Steuerpolitik in ausgeglichenen Haushalten
Das Erreichen schuldenfreier öffentlicher Haushalte ist eine außergewöhnliche Leistung, die die Zukunftsfähigkeit Deutschlands stärkt. Schon aufgrund der demografischen Herausforderungen, die vor uns liegen, müssen wir jetzt an schuldenfreien Haushalten festhalten und darüber die Staatsverschuldungsquote weiter konsequent zurückführen. Die Bürger in Deutschland haben zugleich hohe Ansprüche an staatliche Leistungen, was sich auch im Umfang der Staatsausgaben widerspiegelt. Mittelfristig sollten diese dennoch nicht stärker wachsen als die allgemeine Wirtschaftskraft. Die Prognosen der unabhängigen Steuerschätzer gehen für die kommenden Jahre zwar davon aus, dass das Steueraufkommen stärker zunimmt als die allgemeine Wirtschaftskraft. Die sich hieraus in den nächsten Jahren möglicherweise ergebenden Spielräume sollten aber für weitere Entlastungen vor allem der mittleren Einkommen bei der Lohn- und Einkommensteuer genutzt werden. Es gilt nun, die Leistungsträger zu entlasten, die Ingenieure, Handwerksmeister, Lehrer und Polizisten aus der Mitte unserer Gesellschaft. Das stellt auch die richtigen Weichen für ein gutes und nachhaltiges Wirtschaftswachstum.

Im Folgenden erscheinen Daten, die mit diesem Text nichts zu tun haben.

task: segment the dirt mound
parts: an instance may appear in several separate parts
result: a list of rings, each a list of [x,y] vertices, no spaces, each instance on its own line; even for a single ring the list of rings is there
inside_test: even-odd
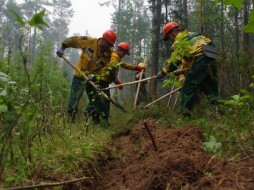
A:
[[[120,157],[103,174],[105,189],[179,189],[204,175],[211,155],[201,146],[200,128],[172,129],[153,121],[147,121],[147,126],[156,146],[142,124],[115,138]]]
[[[251,189],[254,162],[215,163],[202,148],[194,125],[172,128],[146,121],[114,137],[117,159],[101,173],[99,188],[110,190]],[[152,142],[154,140],[154,143]],[[209,175],[211,177],[209,177]]]

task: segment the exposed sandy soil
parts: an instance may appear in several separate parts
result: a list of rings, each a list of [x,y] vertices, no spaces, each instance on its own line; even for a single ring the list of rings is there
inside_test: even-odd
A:
[[[202,148],[199,127],[146,123],[152,138],[143,123],[114,137],[112,147],[118,156],[108,158],[88,189],[254,189],[254,159],[250,156],[218,161]]]

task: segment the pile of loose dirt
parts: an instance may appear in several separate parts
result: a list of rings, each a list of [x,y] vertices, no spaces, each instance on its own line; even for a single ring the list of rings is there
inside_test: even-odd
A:
[[[253,189],[254,160],[215,163],[202,148],[199,127],[146,123],[152,138],[143,123],[114,137],[118,157],[107,163],[95,189]]]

Angesichts des gesellschaftlichen und wirtschaftlichen Wandels wird man die Frage nach Reichweite und Effizienz der steuerpolitischen Ausrichtung immer wieder von Neuem aufwerfen müssen. Das Steuersystem muss sich fortentwickeln, ohne dabei seinen Anspruch an Stringenz, Stabilität und Verlässlichkeit zu verlieren. Die stabilitätsorientierte Finanz- und Steuerpolitik der Bundesregierung hat in den letzten Jahren das Zukunftsvertrauen von Bürgern und Unternehmen gestärkt. Der positive Wachstums- und Beschäftigungstrend mit einer robusten Binnennachfrage ist nicht zuletzt das Ergebnis verlässlicher Reformpolitik und finanzpolitischer Solidität. Auch in Zukunft gilt es, günstige Rahmenbedingungen zu sichern, bei denen es sich lohnt, kreativ und innovativ zu sein.
Nur aus der Mitte kann Deutschland erfolgreich gestaltet werden. Eine verlässliche, leistungsgerechte und wachstumsorientierte Steuerpolitik leistet hierzu einen wichtigen Beitrag – für die Mitte.
Michael Meister, geboren 1961 in Lorsch, Mitglied der CDU/CSU-Bundestagsfraktion, Parlamentarischer Staatssekretär beim Bundesminister der Finanzen.